Mamele (מאמעלע Mateczka) is a Yiddish Language Polish musical film made in 1938.

==Synopsis==
Set in Łódź, the film revolves around Khavtshi Samet (Picon), a Cinderella figure, who has taken on maternal responsibility for her family after the death of her mother — hence the title, Mamele, or 'little mother.' Khavtshi is required to shop, cook and clean up after her unappreciative family. Furthermore, she must keep her siblings out of trouble: her younger brother gets mixed up with crooks and her sister Berta (Bullman) has eyes for the gangster Maks Katz (Menashe Oppenheim). Eventually Khavtshi's morale breaks, and she moves in with the handsome musician Schlesinger (Zayenda) across the courtyard. In this period of distress Khavtshi imagines the life of her grandmother in a dream-like song and dance sequence. The Samet family begs for Khavtshi to return, which she does with Schlesinger.
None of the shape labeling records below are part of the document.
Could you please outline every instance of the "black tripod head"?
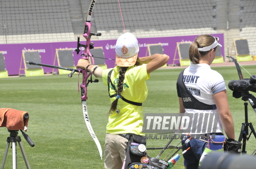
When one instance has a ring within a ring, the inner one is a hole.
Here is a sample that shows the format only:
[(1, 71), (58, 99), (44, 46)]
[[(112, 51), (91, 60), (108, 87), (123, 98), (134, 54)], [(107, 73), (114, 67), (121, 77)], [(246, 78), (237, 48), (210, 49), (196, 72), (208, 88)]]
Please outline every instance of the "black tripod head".
[(242, 100), (245, 101), (249, 101), (249, 103), (256, 113), (256, 98), (249, 91), (241, 92)]
[(10, 136), (11, 137), (16, 137), (18, 135), (19, 130), (12, 130), (8, 129), (8, 132), (10, 132)]

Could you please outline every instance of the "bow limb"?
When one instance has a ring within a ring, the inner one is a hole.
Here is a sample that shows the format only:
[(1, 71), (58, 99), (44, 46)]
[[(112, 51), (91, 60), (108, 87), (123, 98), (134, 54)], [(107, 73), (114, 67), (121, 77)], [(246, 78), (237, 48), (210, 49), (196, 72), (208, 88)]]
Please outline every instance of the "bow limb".
[[(79, 41), (78, 42), (78, 46), (79, 46), (79, 47), (80, 46), (82, 46), (85, 47), (83, 54), (82, 54), (82, 56), (83, 56), (82, 59), (88, 60), (89, 60), (89, 57), (92, 56), (92, 54), (91, 54), (90, 50), (90, 49), (93, 49), (93, 44), (90, 42), (90, 38), (92, 35), (92, 35), (92, 34), (91, 34), (91, 25), (92, 25), (92, 23), (91, 23), (90, 20), (92, 17), (92, 11), (93, 7), (95, 6), (96, 1), (96, 0), (92, 0), (91, 2), (89, 7), (89, 10), (88, 10), (86, 22), (85, 23), (85, 31), (83, 36), (86, 39), (86, 45), (81, 45), (79, 43)], [(78, 47), (77, 49), (78, 51)], [(94, 64), (94, 61), (92, 57), (91, 58), (92, 59), (92, 63), (91, 63)], [(97, 138), (96, 135), (93, 132), (92, 127), (91, 125), (90, 121), (89, 120), (87, 107), (86, 104), (86, 100), (88, 98), (87, 96), (87, 86), (88, 86), (89, 83), (87, 83), (87, 81), (88, 78), (90, 75), (91, 75), (91, 73), (88, 74), (87, 70), (82, 70), (80, 71), (80, 72), (83, 74), (83, 82), (80, 85), (80, 87), (81, 89), (81, 100), (82, 100), (82, 106), (83, 108), (83, 117), (85, 119), (86, 126), (88, 129), (88, 130), (97, 146), (99, 152), (100, 153), (100, 159), (102, 160), (102, 151), (101, 149), (101, 146), (100, 146), (100, 144), (98, 138)], [(91, 81), (91, 83), (92, 83), (92, 82)]]
[(237, 67), (237, 73), (238, 73), (238, 76), (239, 76), (239, 79), (240, 80), (244, 79), (244, 78), (243, 78), (243, 75), (242, 74), (242, 71), (241, 71), (240, 66), (239, 66), (239, 64), (237, 61), (236, 60), (235, 60), (231, 56), (227, 56), (226, 57), (230, 57), (232, 59), (232, 60), (233, 60), (233, 61), (234, 61), (234, 63), (235, 63), (235, 66)]

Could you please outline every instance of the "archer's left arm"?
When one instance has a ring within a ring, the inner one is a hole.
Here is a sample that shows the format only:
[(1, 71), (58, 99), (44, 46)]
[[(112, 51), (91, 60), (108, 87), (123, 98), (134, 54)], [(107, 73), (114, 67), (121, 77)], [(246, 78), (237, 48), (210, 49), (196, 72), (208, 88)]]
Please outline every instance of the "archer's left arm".
[(77, 68), (80, 68), (82, 69), (87, 69), (87, 70), (90, 73), (93, 72), (93, 74), (96, 78), (102, 78), (102, 73), (103, 69), (98, 65), (90, 65), (88, 60), (80, 59), (78, 61), (76, 67)]

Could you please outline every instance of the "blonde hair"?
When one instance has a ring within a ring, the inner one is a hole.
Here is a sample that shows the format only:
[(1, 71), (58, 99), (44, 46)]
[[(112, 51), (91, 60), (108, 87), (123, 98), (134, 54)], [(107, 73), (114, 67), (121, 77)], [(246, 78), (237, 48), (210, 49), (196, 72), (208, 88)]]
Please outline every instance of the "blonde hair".
[[(215, 38), (211, 35), (205, 34), (197, 36), (195, 39), (194, 42), (190, 45), (189, 49), (189, 59), (192, 63), (199, 64), (199, 61), (202, 58), (211, 51), (199, 52), (198, 51), (198, 48), (209, 46), (212, 44), (215, 41)], [(217, 47), (213, 49), (214, 51), (215, 51), (216, 48)]]

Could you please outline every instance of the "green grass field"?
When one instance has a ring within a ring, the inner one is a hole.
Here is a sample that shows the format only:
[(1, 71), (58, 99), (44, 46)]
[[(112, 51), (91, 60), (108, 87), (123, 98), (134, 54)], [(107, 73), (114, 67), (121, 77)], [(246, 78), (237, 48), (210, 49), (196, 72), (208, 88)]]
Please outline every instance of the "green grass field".
[[(244, 67), (251, 74), (256, 74), (256, 66)], [(212, 69), (220, 73), (225, 80), (238, 140), (241, 123), (245, 120), (244, 101), (232, 97), (232, 91), (227, 87), (230, 81), (239, 79), (236, 68), (234, 66)], [(176, 81), (182, 70), (163, 69), (151, 73), (147, 81), (149, 94), (144, 103), (144, 113), (178, 113)], [(242, 72), (244, 78), (249, 78), (247, 73), (243, 70)], [(0, 79), (0, 108), (14, 108), (29, 114), (27, 134), (35, 143), (35, 147), (29, 145), (20, 132), (19, 135), (32, 169), (104, 168), (104, 158), (100, 160), (97, 147), (85, 125), (77, 77), (76, 75), (69, 78), (67, 75), (58, 75)], [(107, 87), (102, 79), (99, 81), (98, 83), (90, 83), (88, 87), (87, 104), (91, 123), (103, 149), (110, 100)], [(256, 114), (250, 104), (248, 119), (255, 127)], [(6, 128), (0, 128), (1, 164), (9, 134)], [(163, 147), (168, 141), (148, 140), (147, 147)], [(180, 141), (174, 140), (171, 144), (176, 145)], [(255, 145), (256, 139), (252, 135), (246, 144), (248, 154), (256, 149)], [(26, 169), (19, 146), (17, 149), (18, 167)], [(160, 151), (148, 151), (150, 157), (155, 157)], [(160, 159), (170, 151), (166, 150)], [(183, 164), (182, 158), (173, 168), (183, 169)], [(12, 168), (12, 165), (10, 148), (5, 168)]]

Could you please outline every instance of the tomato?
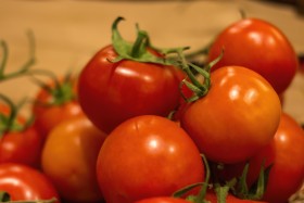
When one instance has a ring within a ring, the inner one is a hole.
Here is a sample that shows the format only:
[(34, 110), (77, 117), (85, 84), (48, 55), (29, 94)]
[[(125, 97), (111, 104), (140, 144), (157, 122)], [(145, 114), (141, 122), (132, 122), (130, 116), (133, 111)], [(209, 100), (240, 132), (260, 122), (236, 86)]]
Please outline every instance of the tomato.
[(43, 139), (61, 122), (84, 114), (78, 101), (75, 78), (54, 78), (41, 87), (33, 105), (35, 126)]
[[(210, 203), (217, 203), (218, 200), (216, 198), (216, 194), (214, 192), (207, 192), (205, 196), (206, 201), (210, 201)], [(267, 203), (267, 202), (262, 202), (262, 201), (253, 201), (253, 200), (242, 200), (238, 199), (235, 195), (228, 193), (226, 196), (226, 203)]]
[(180, 76), (173, 66), (117, 58), (113, 46), (101, 49), (81, 71), (79, 102), (92, 123), (105, 132), (144, 114), (167, 116), (180, 100)]
[(170, 195), (204, 180), (200, 152), (176, 123), (156, 115), (127, 119), (105, 139), (97, 161), (107, 203)]
[[(16, 112), (12, 116), (9, 105), (0, 103), (0, 163), (15, 162), (38, 167), (42, 140), (36, 128), (26, 125), (26, 118)], [(12, 125), (8, 124), (11, 119)], [(8, 126), (10, 125), (10, 126)]]
[[(249, 187), (257, 179), (262, 164), (271, 165), (263, 200), (286, 203), (304, 182), (304, 131), (286, 112), (273, 141), (249, 160)], [(240, 176), (245, 163), (227, 165), (219, 172), (225, 180)]]
[(186, 107), (180, 125), (208, 160), (248, 160), (275, 136), (279, 97), (267, 80), (242, 66), (213, 72), (211, 83), (208, 93)]
[(12, 201), (49, 200), (60, 196), (50, 179), (38, 169), (29, 166), (0, 164), (0, 191), (10, 194)]
[(85, 203), (102, 199), (96, 162), (104, 138), (86, 116), (66, 119), (50, 131), (41, 166), (63, 199)]
[(189, 203), (189, 201), (170, 196), (156, 196), (136, 201), (135, 203)]
[(208, 60), (223, 59), (213, 67), (240, 65), (265, 77), (278, 94), (291, 84), (299, 60), (287, 36), (275, 25), (258, 18), (243, 18), (225, 28), (213, 41)]

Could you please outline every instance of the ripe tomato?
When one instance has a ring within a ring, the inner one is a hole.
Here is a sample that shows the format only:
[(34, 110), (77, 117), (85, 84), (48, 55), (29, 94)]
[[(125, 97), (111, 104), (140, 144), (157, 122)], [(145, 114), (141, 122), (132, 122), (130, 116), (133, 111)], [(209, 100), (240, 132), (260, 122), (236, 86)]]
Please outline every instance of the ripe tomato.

The film closes with Khavtshi busy preparing the feast during her wedding.

==Cast==
- Molly Picon as Khavtshi Samet
- Edmund Zayenda (credited as Edward Sternbach) as Schlesinger
- Max Bozyk as Berl Samet
- Gertrude Bullman as Berta Samet
- Simche Fostel as Nadirman
- Ola Shlifko as Jentka Samet
- Menashe Oppenheim as Maks Katz
- Karol Latowicz as Zeisher
- Max Perelman as Dawid Samet
- Ruth Turkow as Bailchi
- Lew Szryftzecer as Konchicker

==Production==
Mamele marks the second collaboration between Green and Picon after their success with Yiddle with His Fiddle. Green, by then an American citizen, was in Europe preparing for filming of A Letter to Mother, when Picon's husband (and manager) proposed that the two should make another film. Picon suggested to adapt the play of Mamele which she had performed years before onstage and although Green was reluctant to make a film based on a play, he eventually agreed. Green convinced the cast and crew of A Letter to Mother to hold off production for some time and Mamele was filmed in six weeks in the fall of 1938, mostly in Warsaw with some exteriors shot in Ciechocinek. Green took great care to show many aspects of typical shtetl life, depicting holidays, nightclubs, unemployment and gangsterism.